Thomas Jervis, the elder boy, was quite dark, and stammered somewhat, yet he was active and smart. He stated that Sarah Maria Perkins was his mistress in Maryland. He was disposed to speak rather favorably of her, at least he said that she was “tolerably kind” to her servants. She, however, was in the habit of hiring out, to reap a greater revenue for them, and did not always get them places where they were treated as well as she herself treated them. Tom left his father, Thomas Gooseberry, and three sisters, Julia Ann, Mary Ellen, and Katie Bright, all slaves.
Ezekiel, the younger boy, was of a chestnut color, clever-looking, smart, and well-grown, just such an one as a father enjoying the blessings of education and citizenship, might have felt a considerable degree of pride in. He was owned by a man called John Dwa, who followed “farming and drinking,” and when under the influence of liquor, was disposed to ill-treat the slaves. Ezekiel had not seen his mother for many years, although she was living in Baltimore, and was known by the name of “Dorcas Denby.” He left no brothers nor sisters.
The idea of boys, so young and inexperienced as they were, being thrown on the world, gave occasion for serious reflection. Still the Committee were rejoiced that they were thus early in life, getting away from the “Sum of all villanies.” In talking with them, the Committee endeavored to impress them with right ideas as to how they should walk in life, aided them, of course, and sent them off with a double share of advice. What has been their destiny since, is not known.

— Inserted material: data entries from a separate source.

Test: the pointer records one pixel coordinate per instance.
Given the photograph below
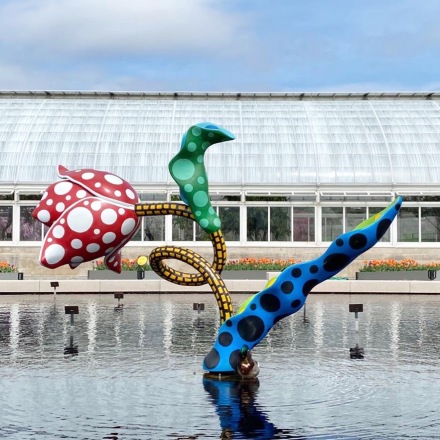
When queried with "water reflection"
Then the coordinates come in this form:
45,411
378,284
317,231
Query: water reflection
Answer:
236,406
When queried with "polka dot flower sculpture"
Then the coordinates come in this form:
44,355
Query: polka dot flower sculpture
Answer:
90,214
95,213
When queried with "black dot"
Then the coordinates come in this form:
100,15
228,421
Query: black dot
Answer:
225,339
250,328
357,241
296,273
234,359
287,287
279,318
212,359
382,227
335,262
270,302
296,303
309,285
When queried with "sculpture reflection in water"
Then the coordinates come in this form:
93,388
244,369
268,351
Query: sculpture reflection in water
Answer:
94,213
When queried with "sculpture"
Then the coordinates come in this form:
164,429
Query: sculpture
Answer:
93,213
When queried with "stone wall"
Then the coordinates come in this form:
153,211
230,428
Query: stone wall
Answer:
26,258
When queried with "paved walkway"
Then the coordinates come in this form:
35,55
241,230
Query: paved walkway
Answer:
234,286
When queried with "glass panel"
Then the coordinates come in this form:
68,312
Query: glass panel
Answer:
374,210
230,217
30,229
183,229
152,197
431,224
303,224
280,224
201,235
154,228
408,225
257,223
5,223
138,235
354,216
331,223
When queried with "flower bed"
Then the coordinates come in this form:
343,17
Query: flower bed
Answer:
9,272
392,265
265,264
407,269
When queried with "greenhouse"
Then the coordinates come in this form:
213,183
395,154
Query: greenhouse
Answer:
303,168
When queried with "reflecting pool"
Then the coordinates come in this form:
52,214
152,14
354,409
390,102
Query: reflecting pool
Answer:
134,372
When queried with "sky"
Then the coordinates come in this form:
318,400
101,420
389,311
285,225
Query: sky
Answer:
220,45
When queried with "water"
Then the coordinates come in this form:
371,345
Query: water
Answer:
136,373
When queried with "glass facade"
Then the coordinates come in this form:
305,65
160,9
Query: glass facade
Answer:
302,170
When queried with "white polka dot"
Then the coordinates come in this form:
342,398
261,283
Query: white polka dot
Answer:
108,237
128,226
76,243
92,247
115,180
63,188
109,216
130,194
88,176
96,206
43,216
58,231
54,253
80,219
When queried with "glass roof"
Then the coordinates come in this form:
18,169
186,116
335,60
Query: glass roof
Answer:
280,140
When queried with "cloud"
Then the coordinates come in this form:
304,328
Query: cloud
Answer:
92,28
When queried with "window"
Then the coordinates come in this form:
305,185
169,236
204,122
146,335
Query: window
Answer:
331,223
430,224
303,224
230,217
30,229
257,223
183,229
280,224
375,210
408,225
5,223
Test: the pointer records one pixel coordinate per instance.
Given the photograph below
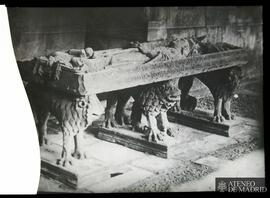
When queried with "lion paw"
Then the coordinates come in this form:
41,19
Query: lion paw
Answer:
170,133
65,162
155,136
110,124
218,118
229,117
79,155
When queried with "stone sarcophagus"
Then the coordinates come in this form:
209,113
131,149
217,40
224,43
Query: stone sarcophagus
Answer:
108,71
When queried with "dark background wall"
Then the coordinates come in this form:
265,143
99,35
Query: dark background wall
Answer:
39,31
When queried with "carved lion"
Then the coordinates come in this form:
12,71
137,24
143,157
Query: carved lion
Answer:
73,113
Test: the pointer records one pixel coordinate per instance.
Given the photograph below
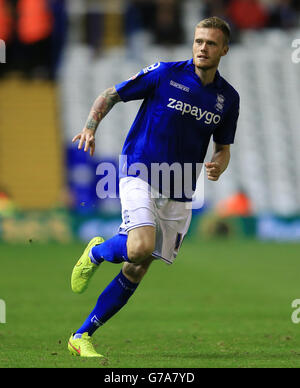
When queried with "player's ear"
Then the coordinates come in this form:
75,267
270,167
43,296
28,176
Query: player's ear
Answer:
225,50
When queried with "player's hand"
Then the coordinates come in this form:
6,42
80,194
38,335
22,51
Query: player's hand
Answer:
87,139
213,170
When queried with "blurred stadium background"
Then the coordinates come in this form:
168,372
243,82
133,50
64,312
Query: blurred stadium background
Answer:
61,54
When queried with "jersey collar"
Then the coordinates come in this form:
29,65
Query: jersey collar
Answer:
217,82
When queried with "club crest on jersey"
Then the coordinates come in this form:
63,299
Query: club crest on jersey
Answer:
151,68
179,86
220,103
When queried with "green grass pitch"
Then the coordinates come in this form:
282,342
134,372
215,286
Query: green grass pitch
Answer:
222,304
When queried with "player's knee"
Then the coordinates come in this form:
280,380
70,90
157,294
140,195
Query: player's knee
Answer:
136,272
139,251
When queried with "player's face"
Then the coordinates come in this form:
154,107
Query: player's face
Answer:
208,48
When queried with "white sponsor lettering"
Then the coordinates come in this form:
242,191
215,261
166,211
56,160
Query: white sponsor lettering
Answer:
185,108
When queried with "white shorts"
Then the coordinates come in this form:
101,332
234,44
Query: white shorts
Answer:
170,218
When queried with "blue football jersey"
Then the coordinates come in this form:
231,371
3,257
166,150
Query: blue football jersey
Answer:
177,118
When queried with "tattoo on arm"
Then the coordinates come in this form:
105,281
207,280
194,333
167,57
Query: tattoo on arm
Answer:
101,107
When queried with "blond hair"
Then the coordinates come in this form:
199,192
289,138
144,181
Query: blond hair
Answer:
218,23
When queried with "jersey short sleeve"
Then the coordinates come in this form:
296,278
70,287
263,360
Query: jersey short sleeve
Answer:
142,84
225,133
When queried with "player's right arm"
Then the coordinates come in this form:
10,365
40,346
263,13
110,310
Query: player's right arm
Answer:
102,105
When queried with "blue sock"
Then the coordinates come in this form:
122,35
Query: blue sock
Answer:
112,299
113,250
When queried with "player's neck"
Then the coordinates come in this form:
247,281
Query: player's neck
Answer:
206,76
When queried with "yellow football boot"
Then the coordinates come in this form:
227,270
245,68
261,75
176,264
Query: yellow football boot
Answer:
82,347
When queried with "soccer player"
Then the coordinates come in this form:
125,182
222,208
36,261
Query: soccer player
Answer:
184,105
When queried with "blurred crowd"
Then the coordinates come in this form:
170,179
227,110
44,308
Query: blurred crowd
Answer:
35,31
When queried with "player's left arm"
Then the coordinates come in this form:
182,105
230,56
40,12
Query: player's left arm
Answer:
219,161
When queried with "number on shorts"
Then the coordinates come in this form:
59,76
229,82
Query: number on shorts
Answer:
178,241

Henry Hooper, a young man of nineteen years of age, came from Maryland, in December, in a subsequent Underground Rail Road arrival. That he came in good order, and was aided and sent off, was fully enough stated on the book, but nothing else; space, however was left for the writing out of his narrative, but it was never filled up. Probably the loose sheet on which the items were jotted down, was lost.